Largay’s girlfriend at the time, Liz Crandall, said Wednesday that Lancaster told her to delete texts from him on Largay’s phone, which was locked and in the possession of attorney JB Katz, who handled Largay’s finances. Katz hasn’t testified yet.
Crandall said that she didn’t think her boyfriend had overdosed until she unlocked the phone at Katz’s Breckenridge law offices and saw the texts between Largay and Lancaster.
“I remember looking at (Katz) and saying, ‘Oh my god, I know how Mark died,’” Crandall said on the stand. “I then believed that it could have been an overdose.”

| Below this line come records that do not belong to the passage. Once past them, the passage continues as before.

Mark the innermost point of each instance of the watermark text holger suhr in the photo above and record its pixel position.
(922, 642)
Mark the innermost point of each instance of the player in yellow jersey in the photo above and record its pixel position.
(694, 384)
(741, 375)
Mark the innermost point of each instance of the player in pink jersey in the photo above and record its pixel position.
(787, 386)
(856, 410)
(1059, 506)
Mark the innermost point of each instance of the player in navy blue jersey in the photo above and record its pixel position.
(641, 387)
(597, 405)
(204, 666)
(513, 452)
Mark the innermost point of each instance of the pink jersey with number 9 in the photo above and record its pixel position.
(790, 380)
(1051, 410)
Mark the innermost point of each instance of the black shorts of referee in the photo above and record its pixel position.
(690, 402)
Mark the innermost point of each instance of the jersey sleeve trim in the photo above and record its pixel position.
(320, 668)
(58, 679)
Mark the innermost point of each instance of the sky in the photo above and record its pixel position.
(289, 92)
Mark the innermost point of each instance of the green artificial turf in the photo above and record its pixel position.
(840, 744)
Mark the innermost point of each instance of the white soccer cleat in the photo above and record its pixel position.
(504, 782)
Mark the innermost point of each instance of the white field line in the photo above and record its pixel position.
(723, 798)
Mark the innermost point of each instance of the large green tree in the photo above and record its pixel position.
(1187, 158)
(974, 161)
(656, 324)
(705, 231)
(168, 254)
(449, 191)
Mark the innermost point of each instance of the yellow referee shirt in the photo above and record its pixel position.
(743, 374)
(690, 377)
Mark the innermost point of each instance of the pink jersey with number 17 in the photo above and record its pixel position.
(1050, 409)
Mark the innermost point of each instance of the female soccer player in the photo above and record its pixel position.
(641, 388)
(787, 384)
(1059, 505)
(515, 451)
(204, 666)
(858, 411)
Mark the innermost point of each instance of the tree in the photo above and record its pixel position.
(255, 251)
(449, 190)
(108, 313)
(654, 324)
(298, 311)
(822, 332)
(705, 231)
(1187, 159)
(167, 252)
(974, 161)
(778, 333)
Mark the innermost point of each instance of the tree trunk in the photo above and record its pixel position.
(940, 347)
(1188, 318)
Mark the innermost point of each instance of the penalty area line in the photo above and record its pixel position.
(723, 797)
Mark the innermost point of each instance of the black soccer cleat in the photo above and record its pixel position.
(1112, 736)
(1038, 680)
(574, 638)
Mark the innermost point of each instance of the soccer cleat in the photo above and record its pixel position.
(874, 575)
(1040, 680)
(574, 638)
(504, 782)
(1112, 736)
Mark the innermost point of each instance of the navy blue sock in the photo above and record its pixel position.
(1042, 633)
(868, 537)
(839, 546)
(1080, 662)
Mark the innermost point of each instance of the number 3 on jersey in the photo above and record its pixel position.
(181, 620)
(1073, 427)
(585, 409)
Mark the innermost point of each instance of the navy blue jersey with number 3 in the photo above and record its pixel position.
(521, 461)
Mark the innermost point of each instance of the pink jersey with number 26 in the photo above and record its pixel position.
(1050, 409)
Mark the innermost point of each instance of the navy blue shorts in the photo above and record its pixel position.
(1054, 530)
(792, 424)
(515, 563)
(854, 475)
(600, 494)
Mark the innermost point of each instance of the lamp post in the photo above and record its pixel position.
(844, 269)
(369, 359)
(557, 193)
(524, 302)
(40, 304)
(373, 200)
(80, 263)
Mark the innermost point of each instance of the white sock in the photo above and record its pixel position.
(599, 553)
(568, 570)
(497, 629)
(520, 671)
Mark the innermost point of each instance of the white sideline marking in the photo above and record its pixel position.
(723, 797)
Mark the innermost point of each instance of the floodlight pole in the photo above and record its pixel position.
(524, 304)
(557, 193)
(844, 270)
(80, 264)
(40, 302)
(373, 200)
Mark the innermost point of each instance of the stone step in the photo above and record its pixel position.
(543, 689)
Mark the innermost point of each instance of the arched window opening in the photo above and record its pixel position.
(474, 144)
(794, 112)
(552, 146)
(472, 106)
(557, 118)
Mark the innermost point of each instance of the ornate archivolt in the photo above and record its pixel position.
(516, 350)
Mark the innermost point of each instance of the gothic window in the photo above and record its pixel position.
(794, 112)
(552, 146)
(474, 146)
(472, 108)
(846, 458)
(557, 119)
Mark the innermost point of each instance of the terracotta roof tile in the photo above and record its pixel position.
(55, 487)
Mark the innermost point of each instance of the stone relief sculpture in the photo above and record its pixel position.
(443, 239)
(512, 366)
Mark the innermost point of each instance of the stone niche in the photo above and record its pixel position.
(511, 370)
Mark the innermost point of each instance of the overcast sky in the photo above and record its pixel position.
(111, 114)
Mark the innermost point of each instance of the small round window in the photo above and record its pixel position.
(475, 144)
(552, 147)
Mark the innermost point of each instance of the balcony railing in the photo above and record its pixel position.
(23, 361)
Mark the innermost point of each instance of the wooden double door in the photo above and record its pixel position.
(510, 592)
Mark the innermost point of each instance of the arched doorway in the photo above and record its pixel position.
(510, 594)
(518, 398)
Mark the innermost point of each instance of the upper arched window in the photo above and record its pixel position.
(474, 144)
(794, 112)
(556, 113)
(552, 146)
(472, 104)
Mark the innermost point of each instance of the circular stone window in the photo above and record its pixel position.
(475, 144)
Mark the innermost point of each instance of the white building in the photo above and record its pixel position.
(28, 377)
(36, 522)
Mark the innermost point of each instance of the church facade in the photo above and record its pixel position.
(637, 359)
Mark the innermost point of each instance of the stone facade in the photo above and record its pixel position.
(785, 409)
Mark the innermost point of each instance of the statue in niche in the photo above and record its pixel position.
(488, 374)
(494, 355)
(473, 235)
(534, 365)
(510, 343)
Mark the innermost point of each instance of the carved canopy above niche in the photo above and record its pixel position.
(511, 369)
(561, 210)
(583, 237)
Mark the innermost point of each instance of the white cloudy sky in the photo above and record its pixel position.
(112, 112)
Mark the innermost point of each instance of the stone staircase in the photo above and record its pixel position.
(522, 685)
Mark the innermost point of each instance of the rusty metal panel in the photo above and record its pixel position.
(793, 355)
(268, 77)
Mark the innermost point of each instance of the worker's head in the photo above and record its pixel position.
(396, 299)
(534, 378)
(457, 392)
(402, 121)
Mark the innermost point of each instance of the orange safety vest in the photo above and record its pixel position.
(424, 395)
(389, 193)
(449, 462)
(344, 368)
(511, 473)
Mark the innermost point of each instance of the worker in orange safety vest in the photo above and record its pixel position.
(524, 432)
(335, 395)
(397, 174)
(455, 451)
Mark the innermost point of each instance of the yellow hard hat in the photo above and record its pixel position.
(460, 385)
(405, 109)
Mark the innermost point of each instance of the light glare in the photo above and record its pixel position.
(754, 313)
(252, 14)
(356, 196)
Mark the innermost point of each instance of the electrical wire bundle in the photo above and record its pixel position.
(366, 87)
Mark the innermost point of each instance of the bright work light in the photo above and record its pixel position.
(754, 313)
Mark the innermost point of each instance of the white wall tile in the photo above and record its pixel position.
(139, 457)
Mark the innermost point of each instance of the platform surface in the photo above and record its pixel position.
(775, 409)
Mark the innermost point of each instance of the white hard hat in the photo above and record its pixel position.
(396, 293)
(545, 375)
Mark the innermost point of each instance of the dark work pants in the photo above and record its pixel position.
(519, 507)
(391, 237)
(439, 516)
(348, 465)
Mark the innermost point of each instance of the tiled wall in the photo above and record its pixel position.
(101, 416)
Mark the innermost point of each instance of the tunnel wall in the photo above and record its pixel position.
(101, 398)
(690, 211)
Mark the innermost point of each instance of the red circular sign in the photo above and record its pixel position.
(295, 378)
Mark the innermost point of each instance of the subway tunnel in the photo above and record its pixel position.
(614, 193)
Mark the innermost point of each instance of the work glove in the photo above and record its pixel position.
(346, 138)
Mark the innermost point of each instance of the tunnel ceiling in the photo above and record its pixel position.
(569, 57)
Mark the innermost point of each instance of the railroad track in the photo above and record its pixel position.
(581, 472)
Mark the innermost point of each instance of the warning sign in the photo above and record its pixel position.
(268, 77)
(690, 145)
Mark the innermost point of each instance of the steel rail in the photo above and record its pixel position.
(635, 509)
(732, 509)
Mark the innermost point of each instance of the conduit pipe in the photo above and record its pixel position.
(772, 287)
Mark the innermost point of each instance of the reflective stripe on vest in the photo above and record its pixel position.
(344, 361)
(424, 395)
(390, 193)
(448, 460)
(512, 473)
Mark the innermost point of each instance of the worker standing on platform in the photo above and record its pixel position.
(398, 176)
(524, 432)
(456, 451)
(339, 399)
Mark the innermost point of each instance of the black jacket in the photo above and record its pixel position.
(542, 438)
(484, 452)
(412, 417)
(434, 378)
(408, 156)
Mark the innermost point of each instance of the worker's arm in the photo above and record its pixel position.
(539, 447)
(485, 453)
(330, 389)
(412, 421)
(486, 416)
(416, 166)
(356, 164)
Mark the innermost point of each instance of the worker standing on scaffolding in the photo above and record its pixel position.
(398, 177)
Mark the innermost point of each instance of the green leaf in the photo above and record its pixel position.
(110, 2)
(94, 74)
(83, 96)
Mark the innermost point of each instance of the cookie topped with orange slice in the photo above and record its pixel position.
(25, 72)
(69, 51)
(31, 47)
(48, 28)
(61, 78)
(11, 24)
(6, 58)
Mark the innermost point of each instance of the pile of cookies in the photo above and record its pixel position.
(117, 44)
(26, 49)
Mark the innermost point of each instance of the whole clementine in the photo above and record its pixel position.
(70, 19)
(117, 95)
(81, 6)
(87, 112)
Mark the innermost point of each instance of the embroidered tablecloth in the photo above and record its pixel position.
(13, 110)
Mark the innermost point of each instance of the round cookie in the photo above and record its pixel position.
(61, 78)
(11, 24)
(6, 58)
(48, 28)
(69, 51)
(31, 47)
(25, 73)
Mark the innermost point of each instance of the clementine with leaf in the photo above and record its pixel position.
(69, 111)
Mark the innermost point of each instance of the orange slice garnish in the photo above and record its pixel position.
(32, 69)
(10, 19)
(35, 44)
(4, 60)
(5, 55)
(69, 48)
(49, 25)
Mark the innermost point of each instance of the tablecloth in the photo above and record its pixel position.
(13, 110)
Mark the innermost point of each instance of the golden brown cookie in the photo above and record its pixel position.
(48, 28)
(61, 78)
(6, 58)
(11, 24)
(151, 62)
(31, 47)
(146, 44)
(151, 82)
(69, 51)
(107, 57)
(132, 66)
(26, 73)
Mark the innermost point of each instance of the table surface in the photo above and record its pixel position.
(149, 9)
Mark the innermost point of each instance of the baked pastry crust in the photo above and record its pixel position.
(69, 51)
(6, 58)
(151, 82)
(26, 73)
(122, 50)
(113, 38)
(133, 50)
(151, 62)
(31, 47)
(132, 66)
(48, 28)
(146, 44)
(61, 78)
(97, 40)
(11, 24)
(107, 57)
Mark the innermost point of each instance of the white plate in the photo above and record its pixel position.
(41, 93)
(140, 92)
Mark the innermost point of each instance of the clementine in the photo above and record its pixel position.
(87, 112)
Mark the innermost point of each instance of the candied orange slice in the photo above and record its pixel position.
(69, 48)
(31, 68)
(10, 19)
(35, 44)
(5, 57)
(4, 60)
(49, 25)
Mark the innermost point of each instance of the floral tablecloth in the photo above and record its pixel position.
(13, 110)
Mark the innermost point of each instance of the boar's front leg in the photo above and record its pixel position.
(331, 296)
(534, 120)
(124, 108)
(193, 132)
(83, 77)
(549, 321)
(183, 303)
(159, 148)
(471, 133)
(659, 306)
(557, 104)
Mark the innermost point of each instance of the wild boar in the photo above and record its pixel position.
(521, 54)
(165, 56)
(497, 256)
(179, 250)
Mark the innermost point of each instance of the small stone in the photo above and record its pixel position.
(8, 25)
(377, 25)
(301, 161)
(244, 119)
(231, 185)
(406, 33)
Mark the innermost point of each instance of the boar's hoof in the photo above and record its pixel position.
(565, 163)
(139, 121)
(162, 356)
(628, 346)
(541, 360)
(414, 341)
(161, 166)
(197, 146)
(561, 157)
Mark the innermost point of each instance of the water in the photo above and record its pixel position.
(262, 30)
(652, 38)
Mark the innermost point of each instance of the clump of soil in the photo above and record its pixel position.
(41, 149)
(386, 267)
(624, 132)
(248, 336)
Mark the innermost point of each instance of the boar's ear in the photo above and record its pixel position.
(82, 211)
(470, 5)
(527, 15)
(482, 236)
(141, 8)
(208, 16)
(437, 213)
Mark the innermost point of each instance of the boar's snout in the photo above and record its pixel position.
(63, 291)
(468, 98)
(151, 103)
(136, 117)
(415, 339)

Crandall said that she and Katz then met at Largay’s house, which was empty at the time. There, she said, she found a bag that appeared to be from Largay’s room in the kitchen trash can. It contained several fentanyl patches, tin foil and a straw made out of a pen used for inhaling the fumes.
Katz then brought those items and Laragy’s phone to then-deputy coroner Mark Juisto, according to Juisto’s earlier testimony on Wednesday. He handed them over to investigators from the sheriff’s office, he said.
During Crandall’s cross-examination, the longest of the day, the defense appeared to be laying the groundwork for another possible theory: that Largay had taken his own life because of relationship troubles.
During cross, Shobe introduced texts between Crandall and Largay that she had deleted. They showed that on at least three occasions he had threatened to take his own life.
When asked why she hadn’t reported those threats or later told investigators about them, Crandall said she hadn’t thought they were credible.
“This was a pattern of Mark’s where when he didn’t like (how things were going) or if I wanted to get out of the relationship he would say those things to get me to stay,” she said.
The trial is set to continue until Friday.